NEW TENDENCIES IN TURKISH MIGRATION TO GERMANY AT THE TURN OF THE XX CENTURY: SOCIAL AND DEMOGRAPHIC ASPECTS
C. B. Dogan, Ya. V. Rakacheva

Abstract. The article deals with the urgent problem of migration from the Republic of Turkey to Germany in 1960–2000. In 1950, still struggling along considerable economic problems caused by the lack of workforce after WW2, Germany implemented a program to attract workers from a number of European and Mediterranean countries. A considerable share of those migrants were the citizens of Turkey that was experiencing a deep social, economic and political crisis. Initially, Germany’s migration program assumed that the labor migrants would stay temporarily, without the right to permanent residence. However, over several decades, the major part of Turkish labor migrants were admitted to citizenship, and Turkish diaspora in Germany has become one of the most powerful and consolidated communities in Europe. The paper is focused on the social and demographic aspects of this migration flow including its dynamism, scales of migration, and its gender, age and professional structures. The research has shown how socio-economic and political situation change the direction, the structure and intensity of migrations and how they themselves transform under their influence.
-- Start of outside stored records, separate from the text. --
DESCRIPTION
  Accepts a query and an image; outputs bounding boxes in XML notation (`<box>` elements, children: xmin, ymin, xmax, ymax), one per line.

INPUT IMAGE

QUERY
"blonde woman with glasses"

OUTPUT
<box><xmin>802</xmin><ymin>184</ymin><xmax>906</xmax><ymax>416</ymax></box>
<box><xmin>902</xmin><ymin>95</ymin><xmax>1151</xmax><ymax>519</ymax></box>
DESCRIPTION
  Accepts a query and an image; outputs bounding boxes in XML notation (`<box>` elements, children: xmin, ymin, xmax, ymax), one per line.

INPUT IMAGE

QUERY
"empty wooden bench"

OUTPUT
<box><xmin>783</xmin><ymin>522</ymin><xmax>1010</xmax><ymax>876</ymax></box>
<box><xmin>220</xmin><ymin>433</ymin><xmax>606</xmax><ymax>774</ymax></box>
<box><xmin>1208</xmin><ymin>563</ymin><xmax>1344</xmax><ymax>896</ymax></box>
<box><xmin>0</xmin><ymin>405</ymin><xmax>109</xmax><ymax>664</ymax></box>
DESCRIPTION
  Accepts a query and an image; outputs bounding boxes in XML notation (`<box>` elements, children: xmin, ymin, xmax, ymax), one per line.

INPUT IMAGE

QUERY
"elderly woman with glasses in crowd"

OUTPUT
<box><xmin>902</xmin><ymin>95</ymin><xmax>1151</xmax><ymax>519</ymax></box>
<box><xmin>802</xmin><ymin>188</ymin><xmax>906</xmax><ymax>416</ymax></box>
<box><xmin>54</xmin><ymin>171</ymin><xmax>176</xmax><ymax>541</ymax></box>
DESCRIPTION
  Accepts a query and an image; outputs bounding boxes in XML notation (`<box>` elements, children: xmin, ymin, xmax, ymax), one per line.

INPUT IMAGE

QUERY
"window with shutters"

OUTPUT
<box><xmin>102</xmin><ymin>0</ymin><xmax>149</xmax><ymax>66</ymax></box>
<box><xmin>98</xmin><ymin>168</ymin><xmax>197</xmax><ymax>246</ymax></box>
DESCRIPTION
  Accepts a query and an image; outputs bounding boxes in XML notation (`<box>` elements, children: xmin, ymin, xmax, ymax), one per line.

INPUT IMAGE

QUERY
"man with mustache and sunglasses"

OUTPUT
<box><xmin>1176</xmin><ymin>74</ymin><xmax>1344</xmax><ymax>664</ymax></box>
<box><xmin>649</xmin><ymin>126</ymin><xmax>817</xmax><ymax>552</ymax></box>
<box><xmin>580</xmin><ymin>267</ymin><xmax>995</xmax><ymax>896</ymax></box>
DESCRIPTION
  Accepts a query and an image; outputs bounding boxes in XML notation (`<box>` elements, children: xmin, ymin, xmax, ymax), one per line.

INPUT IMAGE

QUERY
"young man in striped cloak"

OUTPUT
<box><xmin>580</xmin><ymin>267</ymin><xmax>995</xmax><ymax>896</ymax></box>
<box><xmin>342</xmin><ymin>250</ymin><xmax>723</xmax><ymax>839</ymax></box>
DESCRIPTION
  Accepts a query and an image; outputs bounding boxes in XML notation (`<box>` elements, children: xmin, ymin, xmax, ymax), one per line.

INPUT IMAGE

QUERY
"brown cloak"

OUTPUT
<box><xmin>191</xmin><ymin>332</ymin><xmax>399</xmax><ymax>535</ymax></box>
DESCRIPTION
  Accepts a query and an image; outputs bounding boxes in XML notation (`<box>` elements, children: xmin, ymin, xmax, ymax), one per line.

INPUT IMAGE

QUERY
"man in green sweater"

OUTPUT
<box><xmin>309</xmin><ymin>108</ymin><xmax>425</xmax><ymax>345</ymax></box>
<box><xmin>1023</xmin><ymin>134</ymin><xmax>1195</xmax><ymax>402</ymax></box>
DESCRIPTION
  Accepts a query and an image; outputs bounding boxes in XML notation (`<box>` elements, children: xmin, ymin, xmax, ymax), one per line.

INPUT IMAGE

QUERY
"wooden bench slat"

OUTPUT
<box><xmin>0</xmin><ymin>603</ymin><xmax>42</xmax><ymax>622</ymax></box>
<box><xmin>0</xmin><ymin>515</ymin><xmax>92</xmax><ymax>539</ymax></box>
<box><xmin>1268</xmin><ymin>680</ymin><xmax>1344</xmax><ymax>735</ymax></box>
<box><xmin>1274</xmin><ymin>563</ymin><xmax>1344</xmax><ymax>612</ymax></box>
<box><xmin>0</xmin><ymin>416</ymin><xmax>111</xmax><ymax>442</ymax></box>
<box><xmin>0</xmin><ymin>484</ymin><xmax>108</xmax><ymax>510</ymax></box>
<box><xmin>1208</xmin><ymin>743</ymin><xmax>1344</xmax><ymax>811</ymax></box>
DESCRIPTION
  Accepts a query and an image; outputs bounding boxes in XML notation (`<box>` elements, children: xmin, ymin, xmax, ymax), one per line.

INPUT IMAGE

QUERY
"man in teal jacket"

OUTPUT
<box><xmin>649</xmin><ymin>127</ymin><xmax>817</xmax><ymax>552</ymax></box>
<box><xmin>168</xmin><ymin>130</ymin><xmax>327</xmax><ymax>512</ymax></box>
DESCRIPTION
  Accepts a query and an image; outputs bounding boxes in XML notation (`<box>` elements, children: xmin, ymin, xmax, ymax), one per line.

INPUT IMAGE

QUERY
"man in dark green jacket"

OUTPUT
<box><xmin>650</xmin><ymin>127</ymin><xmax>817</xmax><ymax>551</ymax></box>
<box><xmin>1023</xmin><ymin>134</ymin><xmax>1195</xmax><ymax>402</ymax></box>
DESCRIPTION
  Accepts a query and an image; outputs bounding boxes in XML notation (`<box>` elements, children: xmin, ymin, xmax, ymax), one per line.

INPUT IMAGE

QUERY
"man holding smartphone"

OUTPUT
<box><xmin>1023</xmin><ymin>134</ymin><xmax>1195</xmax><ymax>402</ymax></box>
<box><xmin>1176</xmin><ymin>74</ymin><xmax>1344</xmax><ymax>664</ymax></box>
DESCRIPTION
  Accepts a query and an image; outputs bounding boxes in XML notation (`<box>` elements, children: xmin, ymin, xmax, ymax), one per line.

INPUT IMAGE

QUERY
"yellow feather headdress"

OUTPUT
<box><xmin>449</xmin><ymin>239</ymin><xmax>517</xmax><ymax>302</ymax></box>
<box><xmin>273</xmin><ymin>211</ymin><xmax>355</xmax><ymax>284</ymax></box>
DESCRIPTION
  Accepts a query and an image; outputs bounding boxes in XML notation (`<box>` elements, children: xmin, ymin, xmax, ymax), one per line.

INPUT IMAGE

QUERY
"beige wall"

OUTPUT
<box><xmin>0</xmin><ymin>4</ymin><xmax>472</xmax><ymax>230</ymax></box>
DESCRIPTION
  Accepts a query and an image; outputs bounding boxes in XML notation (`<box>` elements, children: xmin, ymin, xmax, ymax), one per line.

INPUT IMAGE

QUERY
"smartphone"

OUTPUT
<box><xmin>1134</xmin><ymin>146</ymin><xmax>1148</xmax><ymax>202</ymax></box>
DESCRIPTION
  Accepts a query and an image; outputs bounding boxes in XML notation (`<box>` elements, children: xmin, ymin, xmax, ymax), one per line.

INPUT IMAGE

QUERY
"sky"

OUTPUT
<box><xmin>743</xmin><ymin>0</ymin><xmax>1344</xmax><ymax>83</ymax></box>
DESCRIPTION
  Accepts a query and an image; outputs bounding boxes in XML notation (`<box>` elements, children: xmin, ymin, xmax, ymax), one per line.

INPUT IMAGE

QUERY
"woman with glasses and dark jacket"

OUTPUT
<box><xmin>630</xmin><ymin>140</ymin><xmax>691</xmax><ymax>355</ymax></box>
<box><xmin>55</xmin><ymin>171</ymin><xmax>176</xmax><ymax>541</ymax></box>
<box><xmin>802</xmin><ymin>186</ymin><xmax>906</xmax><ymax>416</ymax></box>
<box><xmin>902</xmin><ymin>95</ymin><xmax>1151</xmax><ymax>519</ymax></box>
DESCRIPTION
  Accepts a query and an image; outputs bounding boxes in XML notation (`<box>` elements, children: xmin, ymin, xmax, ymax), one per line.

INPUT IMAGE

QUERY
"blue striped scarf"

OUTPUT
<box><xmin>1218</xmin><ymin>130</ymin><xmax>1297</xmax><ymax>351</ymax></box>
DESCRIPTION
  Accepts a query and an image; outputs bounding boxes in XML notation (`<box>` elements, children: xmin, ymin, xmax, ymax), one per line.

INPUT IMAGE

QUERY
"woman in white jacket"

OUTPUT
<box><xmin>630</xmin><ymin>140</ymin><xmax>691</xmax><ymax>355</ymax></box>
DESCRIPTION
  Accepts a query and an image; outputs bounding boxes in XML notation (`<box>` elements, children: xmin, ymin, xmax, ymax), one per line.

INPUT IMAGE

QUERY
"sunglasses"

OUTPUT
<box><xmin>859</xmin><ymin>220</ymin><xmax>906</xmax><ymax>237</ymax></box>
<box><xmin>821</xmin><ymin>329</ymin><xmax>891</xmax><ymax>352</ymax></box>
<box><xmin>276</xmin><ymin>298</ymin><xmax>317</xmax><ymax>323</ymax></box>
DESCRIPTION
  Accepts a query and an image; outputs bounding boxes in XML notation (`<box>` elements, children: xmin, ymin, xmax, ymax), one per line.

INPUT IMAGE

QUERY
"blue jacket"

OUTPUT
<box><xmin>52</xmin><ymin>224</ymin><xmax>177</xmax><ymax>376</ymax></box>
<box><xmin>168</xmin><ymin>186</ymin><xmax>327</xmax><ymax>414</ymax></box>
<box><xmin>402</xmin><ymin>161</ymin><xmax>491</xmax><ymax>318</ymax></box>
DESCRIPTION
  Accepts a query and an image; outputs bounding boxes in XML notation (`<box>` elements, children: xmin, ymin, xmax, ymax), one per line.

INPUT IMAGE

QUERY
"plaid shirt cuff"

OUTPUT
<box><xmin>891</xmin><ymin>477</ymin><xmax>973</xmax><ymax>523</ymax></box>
The article studies the background of the phenom-ena and gives a detailed analysis of its present state. The research is supported by the statistic data borrowed from the Federal Statistical Department of Germany (Statistisches Bundesamt), the International Organization for Migration (IOM), the Turkish Statistical Institute, the Statis-tical Office of the European Communities, etc. The article has emphasized radical changes in the character and the scale of contemporary Turkish migration to Germany.

Key words: migration, labor migration, adaptation, integration, Turkey, Germany, migration background, migration flow.